Entry G7: Density and Diameter
Density and diameter give you a feel for how strongly connected the full graph is: whether it’s dense or sparse. To get these measures, I need to calculate three things:
- Number of possible relationships
- Global density
- Diameter
The notebooks where I did my code for this entry can be found on my github page. I created three notebooks, one for each graph model. These notebooks contain the code for Entries G6, G7, and G8.
- Entries G6, G7, G8: Global Metrics Unimodal Graph Model
- Entries G6, G7, G8: Global Metrics Biimodal Graph Model
- Entries G6, G7, G8: Global Metrics Mixed Graph Model
- A notebook with just the global graph density can be found in the Entry 15 notebook
Note, after I created a multigraph with all three graph models, the code changed significantly. You can read Entry 15 for the results of these changes, but that entry is a supplement to this one, not a replacement.
Number of possible relationships
I’m really only interested in this metric due to how it contributes to density. For density, we first need to know the actual number of relationships (calculated in Entry G6) and the number of relationships that are possible for our given graph model.
Keep in mind that the graph model does determine how many relationships are possible.
Unimodal
To calculate this metric for a directed unimodal graph, we multiply the number of nodes (also calculated in Entry G6) by one less than the number of nodes.
Directed unimodal graph:
$pr = n \times (n - 1)$
Since each node in an undirected unimodal graph can only be connected to any other node by a single relationship, we divide the calculation above by 2.

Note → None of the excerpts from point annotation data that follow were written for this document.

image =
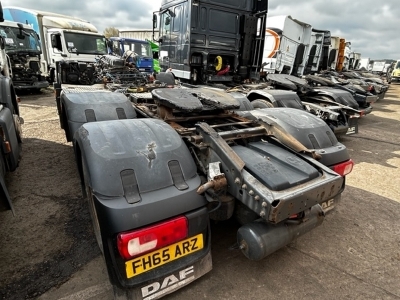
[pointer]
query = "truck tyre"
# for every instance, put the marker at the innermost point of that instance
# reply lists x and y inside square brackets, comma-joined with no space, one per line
[92,208]
[261,103]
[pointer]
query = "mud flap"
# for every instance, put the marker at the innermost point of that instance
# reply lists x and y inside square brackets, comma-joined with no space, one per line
[169,284]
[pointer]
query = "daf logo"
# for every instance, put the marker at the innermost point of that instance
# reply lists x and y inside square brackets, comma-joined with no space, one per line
[150,154]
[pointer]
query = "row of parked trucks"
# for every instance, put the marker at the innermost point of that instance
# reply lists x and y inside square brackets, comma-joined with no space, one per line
[212,138]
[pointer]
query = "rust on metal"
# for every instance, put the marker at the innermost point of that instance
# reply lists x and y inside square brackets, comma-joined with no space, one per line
[217,183]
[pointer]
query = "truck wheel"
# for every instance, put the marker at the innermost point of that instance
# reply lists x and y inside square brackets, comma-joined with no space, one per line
[18,128]
[92,208]
[261,103]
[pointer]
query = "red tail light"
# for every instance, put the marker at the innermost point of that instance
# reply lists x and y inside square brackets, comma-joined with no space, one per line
[344,168]
[134,243]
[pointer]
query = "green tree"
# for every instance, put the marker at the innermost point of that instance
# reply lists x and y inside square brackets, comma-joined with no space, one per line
[110,31]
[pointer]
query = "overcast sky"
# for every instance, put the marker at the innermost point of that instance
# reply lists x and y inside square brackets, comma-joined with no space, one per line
[371,26]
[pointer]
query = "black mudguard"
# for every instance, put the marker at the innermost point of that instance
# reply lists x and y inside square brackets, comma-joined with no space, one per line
[80,108]
[279,98]
[10,135]
[5,199]
[310,130]
[141,172]
[9,162]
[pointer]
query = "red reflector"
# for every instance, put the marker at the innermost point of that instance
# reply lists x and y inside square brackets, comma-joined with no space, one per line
[134,243]
[344,168]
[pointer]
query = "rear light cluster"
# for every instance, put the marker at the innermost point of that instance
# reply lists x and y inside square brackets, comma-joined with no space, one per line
[344,168]
[138,242]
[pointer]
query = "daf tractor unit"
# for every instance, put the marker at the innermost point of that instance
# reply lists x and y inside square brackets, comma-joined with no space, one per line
[158,161]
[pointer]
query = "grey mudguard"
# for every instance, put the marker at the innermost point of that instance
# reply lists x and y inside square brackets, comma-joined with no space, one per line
[310,130]
[144,149]
[81,108]
[279,98]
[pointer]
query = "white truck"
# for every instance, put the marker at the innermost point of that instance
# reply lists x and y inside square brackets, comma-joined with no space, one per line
[286,47]
[317,58]
[22,53]
[62,37]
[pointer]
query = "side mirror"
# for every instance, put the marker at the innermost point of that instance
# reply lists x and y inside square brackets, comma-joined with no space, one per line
[2,43]
[54,42]
[155,21]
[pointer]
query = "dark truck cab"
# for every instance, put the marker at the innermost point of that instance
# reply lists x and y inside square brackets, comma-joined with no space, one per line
[156,169]
[211,41]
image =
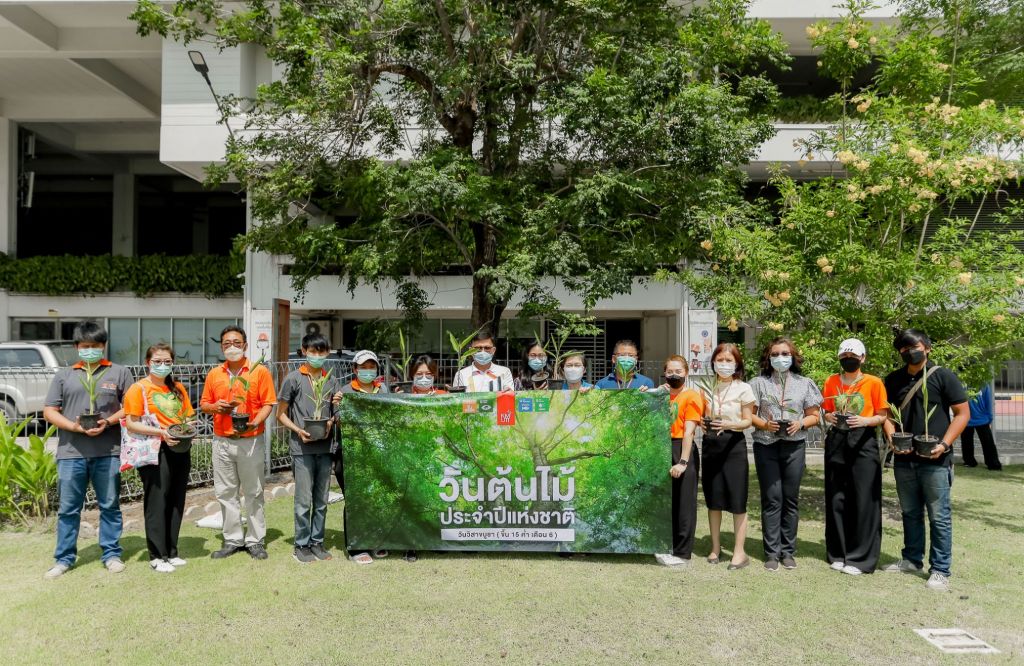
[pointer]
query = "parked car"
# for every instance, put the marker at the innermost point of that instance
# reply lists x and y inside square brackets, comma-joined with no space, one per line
[26,371]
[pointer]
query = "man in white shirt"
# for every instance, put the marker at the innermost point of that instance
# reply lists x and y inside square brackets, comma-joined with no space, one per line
[482,375]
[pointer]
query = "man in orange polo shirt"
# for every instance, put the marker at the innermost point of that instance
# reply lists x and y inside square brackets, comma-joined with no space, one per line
[239,387]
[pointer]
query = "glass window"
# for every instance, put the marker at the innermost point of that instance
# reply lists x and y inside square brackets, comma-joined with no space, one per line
[187,341]
[124,341]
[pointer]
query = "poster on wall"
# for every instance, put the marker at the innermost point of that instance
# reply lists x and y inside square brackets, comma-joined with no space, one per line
[704,338]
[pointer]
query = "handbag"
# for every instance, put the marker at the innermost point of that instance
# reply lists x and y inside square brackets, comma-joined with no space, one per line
[139,450]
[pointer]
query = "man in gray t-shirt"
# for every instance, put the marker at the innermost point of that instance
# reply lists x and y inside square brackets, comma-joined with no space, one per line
[88,455]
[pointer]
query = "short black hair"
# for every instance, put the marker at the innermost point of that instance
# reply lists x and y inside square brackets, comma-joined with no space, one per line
[315,341]
[233,329]
[910,337]
[89,331]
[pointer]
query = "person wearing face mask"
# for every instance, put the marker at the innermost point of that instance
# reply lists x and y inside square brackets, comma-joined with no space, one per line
[239,386]
[483,375]
[924,483]
[164,485]
[725,475]
[311,459]
[624,373]
[783,394]
[853,469]
[573,369]
[88,455]
[687,406]
[535,361]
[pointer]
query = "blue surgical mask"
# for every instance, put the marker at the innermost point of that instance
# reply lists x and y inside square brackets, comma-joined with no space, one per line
[90,355]
[160,369]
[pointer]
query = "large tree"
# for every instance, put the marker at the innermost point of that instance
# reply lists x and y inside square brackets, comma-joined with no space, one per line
[514,141]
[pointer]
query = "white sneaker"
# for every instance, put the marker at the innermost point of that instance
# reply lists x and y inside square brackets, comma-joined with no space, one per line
[938,582]
[161,567]
[670,559]
[115,566]
[903,567]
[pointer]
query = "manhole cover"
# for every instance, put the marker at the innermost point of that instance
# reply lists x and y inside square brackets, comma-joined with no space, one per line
[956,641]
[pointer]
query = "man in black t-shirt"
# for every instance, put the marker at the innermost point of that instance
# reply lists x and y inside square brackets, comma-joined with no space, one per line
[924,482]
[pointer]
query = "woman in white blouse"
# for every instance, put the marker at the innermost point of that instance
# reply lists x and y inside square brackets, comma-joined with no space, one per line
[725,474]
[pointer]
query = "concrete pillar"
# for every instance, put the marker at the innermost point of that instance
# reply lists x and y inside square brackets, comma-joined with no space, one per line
[124,215]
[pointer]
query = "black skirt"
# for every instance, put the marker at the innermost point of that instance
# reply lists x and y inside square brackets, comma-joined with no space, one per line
[724,471]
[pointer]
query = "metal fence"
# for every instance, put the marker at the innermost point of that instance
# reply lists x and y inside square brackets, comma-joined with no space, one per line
[23,392]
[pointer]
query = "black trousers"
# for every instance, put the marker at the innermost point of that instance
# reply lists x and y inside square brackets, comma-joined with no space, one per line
[987,446]
[164,488]
[853,498]
[684,502]
[780,468]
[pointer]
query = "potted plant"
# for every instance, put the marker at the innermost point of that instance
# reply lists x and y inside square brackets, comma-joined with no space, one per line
[90,419]
[708,384]
[317,425]
[240,420]
[461,354]
[925,443]
[902,442]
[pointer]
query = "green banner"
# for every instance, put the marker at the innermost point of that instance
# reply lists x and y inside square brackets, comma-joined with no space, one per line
[535,470]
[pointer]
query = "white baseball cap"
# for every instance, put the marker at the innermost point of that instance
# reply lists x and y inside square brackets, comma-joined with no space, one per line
[365,355]
[852,345]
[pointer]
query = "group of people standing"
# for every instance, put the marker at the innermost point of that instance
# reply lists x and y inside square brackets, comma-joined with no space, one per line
[779,403]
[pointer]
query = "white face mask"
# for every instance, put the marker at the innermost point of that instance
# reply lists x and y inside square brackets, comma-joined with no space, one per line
[573,374]
[725,369]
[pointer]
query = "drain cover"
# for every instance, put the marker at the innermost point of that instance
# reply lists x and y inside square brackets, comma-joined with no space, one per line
[956,641]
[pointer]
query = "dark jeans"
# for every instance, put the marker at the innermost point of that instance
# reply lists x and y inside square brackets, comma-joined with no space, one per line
[164,488]
[987,446]
[780,467]
[853,498]
[684,502]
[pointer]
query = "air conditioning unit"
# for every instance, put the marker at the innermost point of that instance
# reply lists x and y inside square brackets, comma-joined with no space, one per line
[313,326]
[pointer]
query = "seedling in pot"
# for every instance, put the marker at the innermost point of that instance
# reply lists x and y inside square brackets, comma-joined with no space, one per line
[902,442]
[317,425]
[90,381]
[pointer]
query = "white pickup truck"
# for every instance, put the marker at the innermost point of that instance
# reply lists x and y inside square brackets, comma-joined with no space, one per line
[26,371]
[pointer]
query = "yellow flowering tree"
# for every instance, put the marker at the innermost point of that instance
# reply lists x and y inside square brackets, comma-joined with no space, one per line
[893,237]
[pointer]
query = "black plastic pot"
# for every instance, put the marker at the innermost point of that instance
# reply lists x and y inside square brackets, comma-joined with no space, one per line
[89,421]
[240,422]
[184,433]
[923,446]
[902,442]
[315,427]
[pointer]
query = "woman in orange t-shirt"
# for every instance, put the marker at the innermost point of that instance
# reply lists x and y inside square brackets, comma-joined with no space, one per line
[687,406]
[855,405]
[163,485]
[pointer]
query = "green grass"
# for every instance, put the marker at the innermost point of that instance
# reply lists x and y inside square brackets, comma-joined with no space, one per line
[522,608]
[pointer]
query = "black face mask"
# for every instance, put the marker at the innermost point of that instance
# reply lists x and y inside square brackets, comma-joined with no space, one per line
[912,357]
[850,364]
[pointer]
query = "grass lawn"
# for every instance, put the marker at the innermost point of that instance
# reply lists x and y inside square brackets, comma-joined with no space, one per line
[523,608]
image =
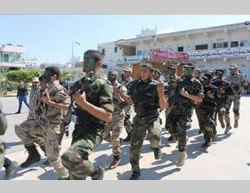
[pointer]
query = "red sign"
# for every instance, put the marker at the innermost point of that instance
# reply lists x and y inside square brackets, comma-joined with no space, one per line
[159,54]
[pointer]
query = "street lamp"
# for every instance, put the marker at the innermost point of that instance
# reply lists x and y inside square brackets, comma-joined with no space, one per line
[73,58]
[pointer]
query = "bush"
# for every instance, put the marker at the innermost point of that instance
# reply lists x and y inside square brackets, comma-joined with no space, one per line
[22,75]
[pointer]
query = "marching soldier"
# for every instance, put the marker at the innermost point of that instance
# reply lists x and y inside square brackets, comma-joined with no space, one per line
[118,116]
[56,102]
[93,108]
[148,97]
[237,82]
[10,166]
[169,92]
[188,92]
[128,109]
[30,131]
[208,110]
[225,91]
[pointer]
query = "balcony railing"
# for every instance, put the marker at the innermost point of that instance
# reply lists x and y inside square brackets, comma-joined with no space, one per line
[220,53]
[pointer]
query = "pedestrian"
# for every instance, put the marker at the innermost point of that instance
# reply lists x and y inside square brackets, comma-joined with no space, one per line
[148,98]
[93,108]
[22,93]
[56,103]
[31,131]
[188,92]
[114,129]
[238,83]
[10,166]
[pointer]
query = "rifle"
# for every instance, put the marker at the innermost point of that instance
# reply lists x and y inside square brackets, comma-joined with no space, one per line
[79,85]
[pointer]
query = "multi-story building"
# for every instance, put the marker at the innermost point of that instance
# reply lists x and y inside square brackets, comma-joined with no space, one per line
[11,57]
[209,48]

Undirected unimodal graph:
$pr = \frac{n \times (n - 1)}{2}$
Where
- pr = number of possible relationships
- n = node count
For the unimodal graph of the Marvel Universe Social Network (an undirected unimodal graph), with 6,439 nodes, the calculation would look like this: $\frac{\text{6,439} \times \text{6,438}}{2} = \text{20,727,141}$
Bimodal
The bimodal graph has even more options. This is because the graph can be either directed or undirected and it can also limit relationships to only those between different node types or can allow connections between any nodes regardless of node type.

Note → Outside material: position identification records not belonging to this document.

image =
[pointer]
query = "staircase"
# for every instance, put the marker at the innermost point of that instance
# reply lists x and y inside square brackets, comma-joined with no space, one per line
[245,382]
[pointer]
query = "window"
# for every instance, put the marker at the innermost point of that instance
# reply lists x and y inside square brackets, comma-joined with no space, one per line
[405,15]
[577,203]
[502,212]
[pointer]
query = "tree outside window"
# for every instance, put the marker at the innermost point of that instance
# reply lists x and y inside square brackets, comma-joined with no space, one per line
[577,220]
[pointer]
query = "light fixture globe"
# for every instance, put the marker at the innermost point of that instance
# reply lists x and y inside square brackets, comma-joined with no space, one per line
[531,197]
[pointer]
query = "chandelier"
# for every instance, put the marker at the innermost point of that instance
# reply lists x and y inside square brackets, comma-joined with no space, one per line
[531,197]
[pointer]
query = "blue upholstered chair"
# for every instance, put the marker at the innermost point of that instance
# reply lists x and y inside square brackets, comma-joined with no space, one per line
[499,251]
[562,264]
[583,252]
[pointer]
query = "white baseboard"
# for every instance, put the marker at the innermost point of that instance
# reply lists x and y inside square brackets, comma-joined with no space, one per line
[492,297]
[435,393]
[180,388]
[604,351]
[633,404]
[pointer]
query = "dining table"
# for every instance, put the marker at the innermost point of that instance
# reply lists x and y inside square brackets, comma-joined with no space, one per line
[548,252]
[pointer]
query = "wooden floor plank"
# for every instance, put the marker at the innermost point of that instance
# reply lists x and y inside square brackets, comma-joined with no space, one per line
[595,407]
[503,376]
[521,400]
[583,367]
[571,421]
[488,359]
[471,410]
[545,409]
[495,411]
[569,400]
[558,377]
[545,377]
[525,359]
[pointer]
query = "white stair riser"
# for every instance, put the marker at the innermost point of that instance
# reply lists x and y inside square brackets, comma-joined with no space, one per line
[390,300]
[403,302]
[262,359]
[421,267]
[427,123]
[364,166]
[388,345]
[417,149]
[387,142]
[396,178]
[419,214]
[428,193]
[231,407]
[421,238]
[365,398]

For bimodal graphs that allow relationships between any nodes regardless of type, use the same calculations as the unimodal graphs, paying attention to whether it is directed or undirected.
For bimodal graphs that only allow nodes to connect to nodes of the other type, we simply take into account the number of each type of node. We do this because the number of possible relationships is constrained by the allowed relationships.
Directed bimodal graph:
$pr = (n1 \times n2) \times 2$
Undirected bimodal graph:
$pr = n1 \times n2$
Where
- pr = number of possible relationships
- n1 = node type 1
- n2 = node type 2
For the bimodal graph of the Marvel Universe Social Network, with 6,439 hero nodes and 12,651 comic nodes, the calculation would look like this: $\text{6,439} \times \text{12,651} = \text{81,459,789}$
Notice that while the number of possible relationships is higher than in the unimodal version of our graph, it isn’t as much higher as you may expect considering there are 12,651 more nodes in the bimodal version. This is the result of our constraint only allowing relationships from heroes to comics (and vice versa), but not between heroes or between comics.
If we were to use the same calculation as the undirected unimodal graph, our numbers would look like this: $\frac{\text{19,090} \times \text{19,089}}{2} = \text{182,204,505}$. That’s a little over 100 million more possible relationships in an undirected graph than the correct calculation.
Density
Density tells us what fraction of all possible relationships actually exist. The result will always lie between 0 and 1. Most graphs are sparse, which means they have a low density.
The calculation is:
$d =\frac{r}{pr}$
Where:
- d = density
- r = relationship count
- pr = number of possible relationships
Caution, remember the calculation for the number of possible relationships is different depending on directed/undirected and unimodal/bimodal models.
Diameter
Diameter measures the longest way to get through the graph in the shortest way possible.
Now the longest shortest path is rather confusing, so here are some concrete examples.
In this example from Max De Marzi’s Fraud Detection slideshare the graph is long and snaking. The shortest path from one end of the graph to the other is 26, i.e., you have to traverse 26 relationships to get from the start node to the end node.
In this example from the cliques caveat in Entry G5, the graph is much more condensed. It only takes 1 relationship traversal to get from any node to any other node regardless of where you start.
As you can see from the second example, you don’t have to touch every node in the graph. You are just looking to see the maximum number of relationships you have to travers to get from a node to another node.
As you may have deduced from the second example, you can’t go through other nodes/relationships to make the diameter bigger. That’s where the shortest part of “longest shortest path” comes in.
So another way of saying this is: what is the maximum number of relationships you have to traverse in the shortest path from a node to another node in the full graph.